# Propane master built smoker modifications



## Sheed88 (Nov 21, 2019)

Hello,

I’m looking for some ideas and recommendations on my masterbuilt propane vertical 2 door smoker (I think it’s the 230mps model)

I have a cast iron skillet for the wood chips/chunks sitting on a grate, gasket sealed doors, and an ambient thermometer probe. I am planning on getting a 0-30 psi regulator hose and some sort of insulation on the outside(really looking for some advise on this one).

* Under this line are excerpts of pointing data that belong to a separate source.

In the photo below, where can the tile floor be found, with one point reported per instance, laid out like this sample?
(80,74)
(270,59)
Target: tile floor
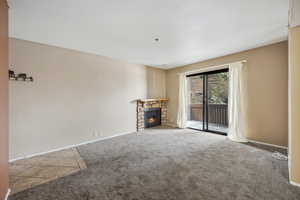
(30,172)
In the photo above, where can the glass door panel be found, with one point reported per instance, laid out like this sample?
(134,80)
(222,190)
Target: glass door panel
(217,102)
(208,101)
(195,102)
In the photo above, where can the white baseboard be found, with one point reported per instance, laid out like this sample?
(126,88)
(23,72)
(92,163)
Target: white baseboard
(7,194)
(70,146)
(272,145)
(172,125)
(295,184)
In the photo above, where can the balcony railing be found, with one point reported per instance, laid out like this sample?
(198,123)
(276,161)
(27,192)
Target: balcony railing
(217,113)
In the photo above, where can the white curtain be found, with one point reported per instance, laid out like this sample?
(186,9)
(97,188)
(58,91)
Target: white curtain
(182,102)
(237,105)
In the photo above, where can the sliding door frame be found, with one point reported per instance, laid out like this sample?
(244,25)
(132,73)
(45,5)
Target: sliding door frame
(205,99)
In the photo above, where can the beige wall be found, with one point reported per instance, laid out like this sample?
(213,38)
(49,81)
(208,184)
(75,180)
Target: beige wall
(75,97)
(3,98)
(268,90)
(294,51)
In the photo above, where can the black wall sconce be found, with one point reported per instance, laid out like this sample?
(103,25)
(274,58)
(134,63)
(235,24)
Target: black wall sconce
(20,77)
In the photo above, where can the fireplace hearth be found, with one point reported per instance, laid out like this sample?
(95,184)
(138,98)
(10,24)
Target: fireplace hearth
(151,112)
(152,117)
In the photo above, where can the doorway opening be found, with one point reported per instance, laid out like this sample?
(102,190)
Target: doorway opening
(208,101)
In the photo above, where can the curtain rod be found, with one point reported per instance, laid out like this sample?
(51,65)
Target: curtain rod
(210,68)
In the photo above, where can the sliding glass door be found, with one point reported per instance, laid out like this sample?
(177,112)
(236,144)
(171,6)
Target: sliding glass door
(208,101)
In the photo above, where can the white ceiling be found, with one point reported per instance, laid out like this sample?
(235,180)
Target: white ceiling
(188,31)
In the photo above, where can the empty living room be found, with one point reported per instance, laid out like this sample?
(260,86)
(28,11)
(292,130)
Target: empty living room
(149,100)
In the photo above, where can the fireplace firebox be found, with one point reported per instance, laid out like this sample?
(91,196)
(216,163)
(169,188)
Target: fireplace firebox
(152,117)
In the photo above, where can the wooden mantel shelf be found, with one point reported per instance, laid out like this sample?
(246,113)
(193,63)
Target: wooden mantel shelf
(149,100)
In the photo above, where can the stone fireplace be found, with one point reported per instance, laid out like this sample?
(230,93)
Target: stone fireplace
(151,112)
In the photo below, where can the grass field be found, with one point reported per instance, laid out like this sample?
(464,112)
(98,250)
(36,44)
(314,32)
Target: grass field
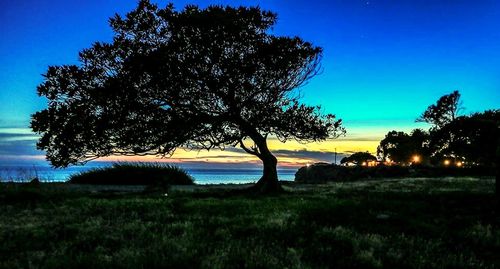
(409,223)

Please let me know what you guys think and if I need anything else

Thanks


----------



## Cabo (Nov 21, 2019)

Sounds like you everything covered.  That is exactly what I have done to my 30 except the outside insulation since I am in Florida


----------



## daveomak (Nov 21, 2019)

I would get a low pressure regulator...  and needle valve...

Low Pressure Regulator

Propane use needle valve


----------



## Murray (Nov 21, 2019)

Something like this?


----------



## daveomak (Nov 21, 2019)

Murray, morning....   Some sites need to be "massaged" to get them to show on the forum...
When you click on the URL next to the padlock, wrap it in this...  
	

		
			
		

		
	






 
Name the item you want to post  ...
You will end up with what I put in my post #3....


----------



## zwiller (Nov 21, 2019)

I was like you with MB gasser and contemplated the mods but on whim found a Black Friday deal for MES30 for $99 and pulled the trigger.  So happy I did and ended up selling the gasser.  BTW BJs is doing the $99 Black Friday deal this year...


----------



## Murray (Nov 21, 2019)

daveomak said:


> Murray, morning....   Some sites need to be "massaged" to get them to show on the forum...
> When you click on the URL next to the padlock, wrap it in this...
> 
> 
> ...


Thanks, I think it's fixed


----------



## EaOutlaw1969 (Nov 21, 2019)

daveomak said:


> I would get a low pressure regulator...  and needle valve...
> 
> Low Pressure Regulator
> 
> Propane use needle valve


I was thinking about a different regulator and looked at the one you provided a link for but it shows to be a high pressure regulator in the description.  It does show it will work with a variety to grills, smokers etc .


----------



## daveomak (Nov 21, 2019)

Propane is generally regulated to 11" W.C. ....  Water Column... That equates to ~ 1/2 PSI...  They don't want high pressure in your home...   Natural Gas is generally regulated from 4-7" WC...
From the chart you can see a  0.040" hole will allow for11,175 BTU...  That's at 1/2 psi....  
Any of that make sense ???


----------



## EaOutlaw1969 (Nov 21, 2019)

daveomak said:


> Propane is generally regulated to 11" W.C. ....  Water Column... That equates to ~ 1/2 PSI...  They don't want high pressure in your home...   Natural Gas is generally regulated from 4-7" WC...
> From the chart you can see a  0.040" hole will allow for11,175 BTU...  That's at 1/2 psi....
> Any of that make sense ???


The chart makes sense, however The whole what is considered low pressure vs high pressure regulator is driving me nuts. My first regulator was rated at 0-30PSI and was too sensitive trying to maintain a smoker temp at 225F but I could get my smoker main chamber up to 380F when I seasoned it but it had a blue and yellow sooty flames at all temperatures.  I went to a low pressure regulator Non adjustable with my orifice valve and now I can adjust my temperature easily and stable from very low to maxed out about 250F on a hot day but no higher.  would the 0-20 regulator you provided a link to give me both a blue clean flame plus higher temperatures so I can smoke chicken and turkey etc? or do I need a larger burner with multi zone controlled with valves plus the regulator to get get both clean stable high and low temps?


----------



## daveomak (Nov 22, 2019)

Does your low pressure regulator say what the pressure is ???   That should let you know what the variable pressure regulator will do...
May I suggest using the oven in your kitchen for higher than 250...   That's what I do...  Great temp control..


----------



## EaOutlaw1969 (Nov 22, 2019)

daveomak said:


> Does your low pressure regulator say what the pressure is ???   That should let you know what the variable pressure regulator will do...
> May I suggest using the oven in your kitchen for higher than 250...   That's what I do...  Great temp control..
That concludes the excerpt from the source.